[Congressional Record Volume 163, Number 55 (Wednesday, March 29, 2017)]
[House]
[Page H2523]
THE POLITICAL CLASS AND THE REST OF THE COUNTRY
The SPEAKER pro tempore. The Chair recognizes the gentleman from
North Carolina (Mr. Budd) for 5 minutes.
Mr. BUDD. Mr. Speaker, you can divide this country into two classes
of people, not Republican and Democrat but the political class and the
rest of the country. The political class is doing better than ever.
Eleven out of 20 of the richest counties in America are in the D.C.
metro area. For every dollar the average family in D.C. earns, the
average family in Davie County, where I live, earns 55 cents.
The political class is alive and doing well for themselves. On the
other hand, those who are not oriented to government--doctors, auto
mechanics, waitresses, bartenders, factory workers--are still earning
exactly what they did 10 years ago. I am not the first person to point
this out, but I want to speak about a textbook example of how this
dynamic plays out in reality.
I am referring to a recently announced $418 million arms deal between
the U.S. and Kenya. It is for 12 airplanes that are essentially armed
crop dusters. There is only one slight problem with the deal, the
defense contractor that was chosen to fulfill the sale doesn't even
make these type of airplanes. They have never done it before. In fact,
there is an extra $130 million built into this deal to design a whole
new airplane.
IOMAX USA, a service-disabled, veteran-owned small business in my
district, makes these airplanes. They have been doing it for 7 years.

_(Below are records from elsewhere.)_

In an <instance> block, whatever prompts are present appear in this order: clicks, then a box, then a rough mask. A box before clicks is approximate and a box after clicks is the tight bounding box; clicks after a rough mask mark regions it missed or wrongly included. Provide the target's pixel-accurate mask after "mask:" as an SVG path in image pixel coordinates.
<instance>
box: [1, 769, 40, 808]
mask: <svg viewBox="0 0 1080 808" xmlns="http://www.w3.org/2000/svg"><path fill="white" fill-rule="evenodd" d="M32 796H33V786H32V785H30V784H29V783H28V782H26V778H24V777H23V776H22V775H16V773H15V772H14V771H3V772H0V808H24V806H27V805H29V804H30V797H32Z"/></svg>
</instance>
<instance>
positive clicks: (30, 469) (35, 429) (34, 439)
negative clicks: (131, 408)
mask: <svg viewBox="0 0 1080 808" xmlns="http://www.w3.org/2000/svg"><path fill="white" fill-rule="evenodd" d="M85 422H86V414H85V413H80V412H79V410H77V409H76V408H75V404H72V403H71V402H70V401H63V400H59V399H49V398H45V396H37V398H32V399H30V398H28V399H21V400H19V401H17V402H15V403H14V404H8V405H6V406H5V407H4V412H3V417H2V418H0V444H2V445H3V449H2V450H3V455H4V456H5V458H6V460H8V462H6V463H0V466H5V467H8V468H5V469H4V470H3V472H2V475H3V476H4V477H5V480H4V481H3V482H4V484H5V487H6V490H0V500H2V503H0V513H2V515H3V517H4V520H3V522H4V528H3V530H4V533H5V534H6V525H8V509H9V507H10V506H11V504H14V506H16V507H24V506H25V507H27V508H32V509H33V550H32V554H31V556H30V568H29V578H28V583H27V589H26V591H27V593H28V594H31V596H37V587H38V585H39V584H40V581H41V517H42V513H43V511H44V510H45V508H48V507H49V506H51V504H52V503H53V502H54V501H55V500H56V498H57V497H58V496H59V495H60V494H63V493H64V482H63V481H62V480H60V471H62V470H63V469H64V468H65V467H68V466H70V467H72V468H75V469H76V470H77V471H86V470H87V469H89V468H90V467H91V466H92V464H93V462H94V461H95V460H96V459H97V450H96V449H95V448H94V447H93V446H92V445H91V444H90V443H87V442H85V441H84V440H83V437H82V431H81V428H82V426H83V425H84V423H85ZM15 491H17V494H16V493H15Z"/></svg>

They have got 50 of these airplanes in the Middle East. These planes
have dropped more than 4,000 bombs on ISIS. They are the only U.S.
manufacturer of this type of aircraft.
They were not even considered for the deal, which was awarded without
competition. Nobody got a chance to bid. Nobody knew about it, except
for the company that got it and the bureaucrats who were involved.
That is how the D.C. area got so wealthy. If you know the right
people and you have the right lobbyists, you get awards like this from
the Federal Government without competition. It doesn't matter if you
don't even make the product, they will give you some extra money to
design it from scratch if you know the right people.
IOMAX, a small business just like the millions of others in our
country, doesn't have those connections. The giant defense contractor
involved in this deal does, and so they get the money. Something is
wrong with that picture.
The problem lies with a secretive acquisition unit within the Air
Force called Big Safari. Now, I don't say ``secretive'' lightly.
At one point in 2013, Big Safari's commanding officer told a
reporter: Don't be angry or upset when your Freedom of Information Act
gets turned down; that is just they way we do business here at Big
Safari. And the commander's words were true.
I asked for information on this, and they turned me down saying that
the information was sensitive, but unclassified, and for official use
only. I asked them 19 questions, and they answered only four of them
having to do with the very basic elements for the deal that were
already public.
Under that secrecy, Big Safari doles out billions in government
contracts. I imagine it makes things convenient for when Big Safari
employees go to work for the same companies to which they direct these
large defense contracts, which we have found that they do with some
regularity. You don't even have to go to a different building, in some
instances. We have got a confirmed case of a Big Safari employee
awarding a contract, quitting, and then going to work on the same
program with the same company he has just given the contract to.
The forgotten men in this equation are the employees of IOMAX, mostly
veterans, mostly blue collar, who have to compete against a $13 billion
defense contractor and a $4 trillion Federal Government that appears to
have forgotten impartiality.
We need to shine the light on this deal with congressional oversight,
and we need to ask ourselves who exactly the Federal Government is
supposed to be working for, the country or for the political class.
Mr. Speaker, we need to fix this. It is a symptom of a very serious
disease that our democracy cannot long survive.